UPDATE 3 February 2022: Mohit Arora, 34, avoided spending any time behind bars when he was sentenced on Thursday (3 February).
Acting Justice Stephen Norrish convicted him and sentenced him to two years’ jail, fully suspended for a three-year good behaviour order.
He said there was no evidence Arora was involved in any of the transactions by the criminal group, or had made any of their applications.
1 February 2022: The former owner of a south Canberra Vodafone store has admitted his role in a scheme that stole the identities of 43 of his customers and resulted in the loss of almost $1 million.
Mohit Arora, 34, pleaded guilty to a charge of recklessly participating in a criminal group before his sentencing began in the ACT Supreme Court on Monday (31 January).
Crown prosecutor Rebecca Christiansen said Arora, who operated the Vodafone Tuggeranong store as a third-party dealer in 2019, enabled a person to have access to what should have been highly confidential information and his actions allowed a criminal group to engage in sophisticated activities.
Agreed court documents say 43 people went to the store from March to May 2019 and provided identification documents for phone contracts.
Arora then provided these details to what is described as “a criminal group”, and they were used by the group to apply for and receive credit cards, debit cards and personal loans in the names of the customers.
When the cards or loans were used, the issuing financial institutions, including ANZ and American Express, didn’t receive any repayments.

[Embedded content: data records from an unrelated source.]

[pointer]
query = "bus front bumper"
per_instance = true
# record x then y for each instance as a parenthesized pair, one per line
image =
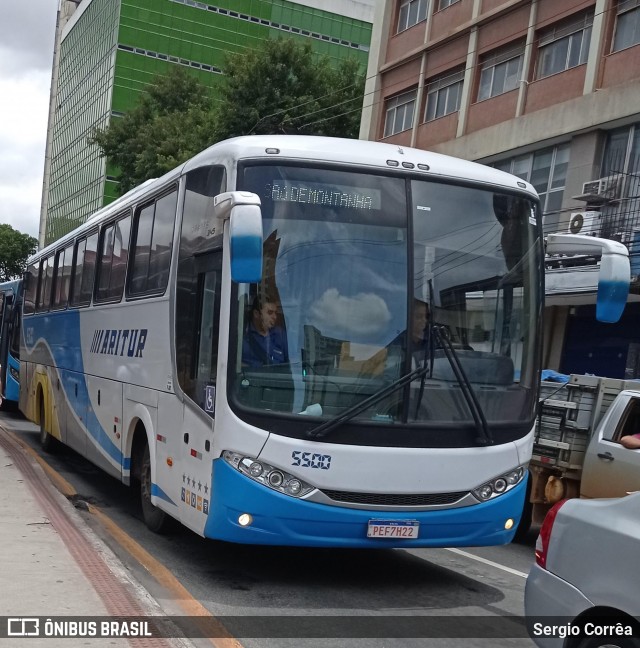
(278, 519)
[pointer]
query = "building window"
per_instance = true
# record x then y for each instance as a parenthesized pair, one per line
(627, 25)
(500, 73)
(411, 13)
(564, 46)
(546, 170)
(399, 115)
(621, 165)
(444, 95)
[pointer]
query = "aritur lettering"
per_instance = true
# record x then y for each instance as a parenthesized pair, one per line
(119, 342)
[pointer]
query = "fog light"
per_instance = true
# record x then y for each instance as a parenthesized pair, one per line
(275, 478)
(245, 519)
(514, 477)
(485, 492)
(293, 487)
(500, 485)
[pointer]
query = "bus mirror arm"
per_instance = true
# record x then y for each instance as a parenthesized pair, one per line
(242, 208)
(615, 272)
(224, 203)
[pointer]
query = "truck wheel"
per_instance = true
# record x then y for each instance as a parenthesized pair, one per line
(155, 519)
(47, 442)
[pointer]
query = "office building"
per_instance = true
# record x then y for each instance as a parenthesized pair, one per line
(544, 89)
(108, 51)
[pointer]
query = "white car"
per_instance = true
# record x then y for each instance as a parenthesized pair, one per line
(583, 591)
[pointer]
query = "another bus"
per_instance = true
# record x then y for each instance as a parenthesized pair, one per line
(394, 407)
(10, 316)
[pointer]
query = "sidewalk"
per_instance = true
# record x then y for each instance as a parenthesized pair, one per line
(53, 565)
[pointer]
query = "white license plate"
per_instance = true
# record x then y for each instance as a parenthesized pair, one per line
(393, 529)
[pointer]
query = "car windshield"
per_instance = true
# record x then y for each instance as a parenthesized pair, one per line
(369, 277)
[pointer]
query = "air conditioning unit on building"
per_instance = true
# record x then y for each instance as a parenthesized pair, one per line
(608, 188)
(585, 223)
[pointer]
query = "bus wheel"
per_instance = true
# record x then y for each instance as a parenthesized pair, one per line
(47, 442)
(155, 519)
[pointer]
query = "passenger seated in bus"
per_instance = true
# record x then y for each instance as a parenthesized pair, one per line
(264, 342)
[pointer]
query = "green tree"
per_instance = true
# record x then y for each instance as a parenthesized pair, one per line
(171, 122)
(284, 87)
(15, 248)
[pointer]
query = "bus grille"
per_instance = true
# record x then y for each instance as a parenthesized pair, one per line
(382, 499)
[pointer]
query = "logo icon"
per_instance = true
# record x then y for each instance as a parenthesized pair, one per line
(23, 627)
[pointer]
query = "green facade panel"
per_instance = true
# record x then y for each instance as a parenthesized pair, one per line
(118, 47)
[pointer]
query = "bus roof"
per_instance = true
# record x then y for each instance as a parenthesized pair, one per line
(359, 153)
(362, 154)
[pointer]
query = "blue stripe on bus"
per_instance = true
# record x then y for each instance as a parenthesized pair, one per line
(158, 492)
(282, 520)
(62, 340)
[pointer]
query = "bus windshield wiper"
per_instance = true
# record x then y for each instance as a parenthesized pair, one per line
(484, 435)
(323, 429)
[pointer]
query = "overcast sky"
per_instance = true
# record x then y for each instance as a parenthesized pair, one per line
(27, 32)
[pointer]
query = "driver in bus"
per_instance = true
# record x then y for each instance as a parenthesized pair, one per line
(264, 343)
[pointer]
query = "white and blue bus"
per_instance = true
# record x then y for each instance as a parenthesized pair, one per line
(389, 394)
(10, 316)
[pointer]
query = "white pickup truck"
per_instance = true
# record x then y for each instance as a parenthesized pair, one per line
(576, 450)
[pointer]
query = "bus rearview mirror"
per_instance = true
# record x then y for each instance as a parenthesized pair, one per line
(245, 239)
(614, 276)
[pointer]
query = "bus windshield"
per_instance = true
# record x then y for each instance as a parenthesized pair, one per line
(369, 277)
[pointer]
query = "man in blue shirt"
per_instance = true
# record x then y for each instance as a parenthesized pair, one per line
(264, 343)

The Vodafone customers were left unaware their details had been used to obtain them.
Over 2019 and 2020, 86 successful applications were made for banking products, with 22 involving the use of fraudulent payslips of the names of Vodafone customers and their employers.
A further 142 transactions were made at retail stores using the approved credit cards.
The total loss to the credit providers was about $928,000.
When police searched Arora’s home in Greenway in September 2020 they found one letter regarding a personal identification number and another that appeared to have contained a credit card, both addressed to a person who was not him.
Arora’s barrister April Francis said her client denied being a member of a criminal group, but accepted he participated in it by way of assisting.
She said Arora enabled a person who appeared to be an IT worker access to confidential information and the worker told him they were going to sell the information to others.
“[He] naively expected that the information was not to be used in the pernicious ways in which it was,” Ms Francis said.
She said Acting Justice Stephen Norrish could accept her client was “manipulated in a way that is generic to those that perpetrate frauds of this kind”.
The court heard Arora now works in a restaurant and lives in Sydney.
Justice Norrish will hand down his sentence on Thursday (3 February).
Mohit was initially indicted into the Supreme Court on 70 counts of being knowingly concerned in another person obtaining a financial advantage by deception, but he eventually pleaded guilty to his current charge and the others were discontinued.
No one connected to the criminal group has been charged.